Neutron stars and stellar black holes are the final stages of evolution for large stars – with black holes being more massive than neutron stars. In theory, the maximum mass of a neutron star is about 2.1 solar masses. However, there is some indirect evidence that more massive neutron stars could exist. There is little evidence for the existence of black holes smaller than about 5 solar masses, leading to a mass gap in our observations of these compact objects.

What is intriguing about the August 2019 merger – dubbed GW190814 – is the mass of the smaller object, which appears to fall within this gap. “Whether any objects exist in the mass gap has been an ongoing mystery in astrophysics for decades,” says Charlie Hoy of the UK’s Cardiff University, who played a key role in analysing data from the detection and writing the paper that describes the observation, which has been published in The Astrophysical Journal Letters. “What we still don’t know is whether this object is the heaviest known neutron star or the lightest known black hole, but we do know that either way it breaks a record.”

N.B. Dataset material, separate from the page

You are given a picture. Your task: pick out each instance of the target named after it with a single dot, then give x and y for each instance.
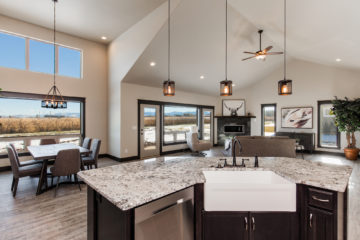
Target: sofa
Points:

The actual paper is available to be read for free here since it is an open access article.

Like I had said to the students in my astronomy classes, this is going to go down as the golden age of astronomy. Since the beginning of human history, we only had light as our only detector of the heavens. Now, we have not only neutrinos and high-energy cosmic rays, but also gravitational waves as our means to look at the heavens. We have three different and separate ways to look at our sky!

Zz.

[1] R. Abbott et al., The Astrophysical Journal Letters,896:L44(20pp), 2020.